Nature did most of the heavy lifting on the tabletop. I just needed to position the grain correctly and concentrate on tight joinery. The only downside of these gorgeous slabs was their thickness: at only 13/16′ or so, I needed some creativity to beef up the profile look. The boards just didn’t look weighty enough to marry with the base. After much contemplation, I devised the scheme below. I’d take advantage of the boards being 8′ long and 24″ wide. We clearly didn’t need (nor could we fit) an 8′ long, 48″ wide table. This meant I could use the extra length and width to trick the eye.
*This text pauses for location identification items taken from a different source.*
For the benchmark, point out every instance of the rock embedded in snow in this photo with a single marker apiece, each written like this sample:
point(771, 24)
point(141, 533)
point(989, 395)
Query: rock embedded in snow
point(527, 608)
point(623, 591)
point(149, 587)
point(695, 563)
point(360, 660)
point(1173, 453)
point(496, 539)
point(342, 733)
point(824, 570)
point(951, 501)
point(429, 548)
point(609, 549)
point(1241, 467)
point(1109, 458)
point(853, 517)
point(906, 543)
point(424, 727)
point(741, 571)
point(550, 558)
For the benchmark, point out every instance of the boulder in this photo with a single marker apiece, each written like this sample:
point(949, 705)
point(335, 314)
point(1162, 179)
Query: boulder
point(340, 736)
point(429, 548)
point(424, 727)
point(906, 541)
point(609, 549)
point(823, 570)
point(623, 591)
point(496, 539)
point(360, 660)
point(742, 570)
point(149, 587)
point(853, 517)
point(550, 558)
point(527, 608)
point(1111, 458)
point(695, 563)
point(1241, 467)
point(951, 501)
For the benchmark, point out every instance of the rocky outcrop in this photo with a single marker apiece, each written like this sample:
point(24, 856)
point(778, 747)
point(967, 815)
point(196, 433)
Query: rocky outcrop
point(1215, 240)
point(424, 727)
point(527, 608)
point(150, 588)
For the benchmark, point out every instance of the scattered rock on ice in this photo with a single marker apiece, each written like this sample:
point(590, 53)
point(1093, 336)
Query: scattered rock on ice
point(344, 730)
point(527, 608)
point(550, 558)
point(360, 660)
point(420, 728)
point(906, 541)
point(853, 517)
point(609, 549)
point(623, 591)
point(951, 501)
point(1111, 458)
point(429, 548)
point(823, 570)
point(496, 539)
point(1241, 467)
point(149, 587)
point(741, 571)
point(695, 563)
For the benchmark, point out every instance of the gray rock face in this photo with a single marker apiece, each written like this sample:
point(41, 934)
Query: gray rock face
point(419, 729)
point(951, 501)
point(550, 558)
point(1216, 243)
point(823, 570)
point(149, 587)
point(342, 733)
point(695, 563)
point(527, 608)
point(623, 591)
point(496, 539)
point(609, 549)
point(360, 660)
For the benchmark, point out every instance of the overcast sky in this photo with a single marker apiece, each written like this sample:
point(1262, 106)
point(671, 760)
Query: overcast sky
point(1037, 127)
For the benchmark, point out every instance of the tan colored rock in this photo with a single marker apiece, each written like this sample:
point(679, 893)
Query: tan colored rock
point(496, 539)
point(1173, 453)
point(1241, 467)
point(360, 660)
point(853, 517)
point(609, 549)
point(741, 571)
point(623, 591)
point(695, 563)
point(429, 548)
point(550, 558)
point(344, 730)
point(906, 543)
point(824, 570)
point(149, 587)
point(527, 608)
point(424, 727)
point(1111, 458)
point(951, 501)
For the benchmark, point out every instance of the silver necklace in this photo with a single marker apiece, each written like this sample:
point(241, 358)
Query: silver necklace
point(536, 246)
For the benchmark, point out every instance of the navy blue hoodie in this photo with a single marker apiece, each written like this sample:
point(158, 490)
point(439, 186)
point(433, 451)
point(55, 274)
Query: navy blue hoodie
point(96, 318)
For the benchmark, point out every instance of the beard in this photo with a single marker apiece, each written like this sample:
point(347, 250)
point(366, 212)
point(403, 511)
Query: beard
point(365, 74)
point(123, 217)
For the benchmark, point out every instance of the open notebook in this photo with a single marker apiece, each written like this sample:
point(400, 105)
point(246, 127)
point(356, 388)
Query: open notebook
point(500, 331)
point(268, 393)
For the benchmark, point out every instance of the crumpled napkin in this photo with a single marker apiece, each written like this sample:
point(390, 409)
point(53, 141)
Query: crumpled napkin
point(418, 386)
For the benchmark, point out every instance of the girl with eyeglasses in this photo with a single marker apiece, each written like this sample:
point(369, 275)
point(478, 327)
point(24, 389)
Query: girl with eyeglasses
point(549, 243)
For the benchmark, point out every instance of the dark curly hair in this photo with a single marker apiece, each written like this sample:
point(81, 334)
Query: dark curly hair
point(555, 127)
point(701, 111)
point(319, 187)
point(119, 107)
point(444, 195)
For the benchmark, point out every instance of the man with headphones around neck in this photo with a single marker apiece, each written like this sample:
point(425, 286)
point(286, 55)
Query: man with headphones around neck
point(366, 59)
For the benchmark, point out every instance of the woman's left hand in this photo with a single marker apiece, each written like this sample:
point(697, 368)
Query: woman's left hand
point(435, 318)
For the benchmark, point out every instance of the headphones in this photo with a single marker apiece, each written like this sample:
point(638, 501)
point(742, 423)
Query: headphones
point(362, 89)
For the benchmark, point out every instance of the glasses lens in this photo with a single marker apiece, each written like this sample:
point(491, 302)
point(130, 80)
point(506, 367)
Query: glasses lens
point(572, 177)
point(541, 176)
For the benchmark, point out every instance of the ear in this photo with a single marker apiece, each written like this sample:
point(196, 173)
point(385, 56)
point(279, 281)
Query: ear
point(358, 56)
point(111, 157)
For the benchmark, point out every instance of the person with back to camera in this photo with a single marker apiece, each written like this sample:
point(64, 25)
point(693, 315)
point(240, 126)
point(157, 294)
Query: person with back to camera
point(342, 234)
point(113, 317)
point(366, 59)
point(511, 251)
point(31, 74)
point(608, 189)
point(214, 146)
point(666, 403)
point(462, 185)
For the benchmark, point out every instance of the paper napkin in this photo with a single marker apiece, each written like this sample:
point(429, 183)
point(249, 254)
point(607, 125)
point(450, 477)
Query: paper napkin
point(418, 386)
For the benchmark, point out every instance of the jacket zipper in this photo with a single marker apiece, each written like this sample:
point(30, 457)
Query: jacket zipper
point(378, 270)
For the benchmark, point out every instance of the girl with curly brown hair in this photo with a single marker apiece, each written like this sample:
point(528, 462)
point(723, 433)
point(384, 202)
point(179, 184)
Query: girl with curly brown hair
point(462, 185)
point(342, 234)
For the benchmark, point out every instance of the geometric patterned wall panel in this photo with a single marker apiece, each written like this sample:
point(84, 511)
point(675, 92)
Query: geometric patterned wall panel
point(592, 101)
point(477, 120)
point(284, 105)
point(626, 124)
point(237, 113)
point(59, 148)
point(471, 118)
By making cuts as described above I could create a side profile “bookmatch” and an end grain “bookmatch” on the ends (spoiler alert: the end grain bookmatch was a bust but the side profile was perfect). With the plan in place, I just needed to know how much to trim during Cut(s) 1. So, using the box from a big screen TV, I mocked up the final size and placed it on our existing dining table. With dimensions in hand I took a red lumber crayon to the wood marking triangles so I knew how to put it back together for the bookmatch.
After installing a new rip blade for my tracksaw, and lots of flipping these massive boards back and forth, I knew all my head scratching had paid off.
Now I had to get a little bit of twist out of the two boards. I started with a new Lie-Nielsen “8 and the longer workbench I made for our community shop several years ago.
With one side flat (or so I thought), I contacted the community member who operates our CNC. Before you take away my hand tool card, hear me out. Some of the grain was quite gnarly, which makes for a pretty face but difficult planing. Here’s what it looked like on the CNC table.
Although the CNC made short work of flattening, it also caused a problem. My initial hand planing hadn’t been as precise as I’d like. I think the Naked Workbench (i.e. 2×12’s right off the rack from Lowes) design hurt me a bit here. You see, like Mike Siemsen recommended, I never flattened the bench; I just wanted to get to the good stuff. Fast forward 2 – 3 years later, and my reference service wasn’t flat at all. Therefore, although my winding sticks appeared to be coplanar, there was still quite a bit of twist in one of the boards. This cause a slight misalignment when we flipped the board around on the table. The second board came out perfectly because we clamped it down to the CNC surface very tightly. I had to go back to the hand planes anyway to remove the 1/16″ discrepancy you see in the final picture. Lesson learned.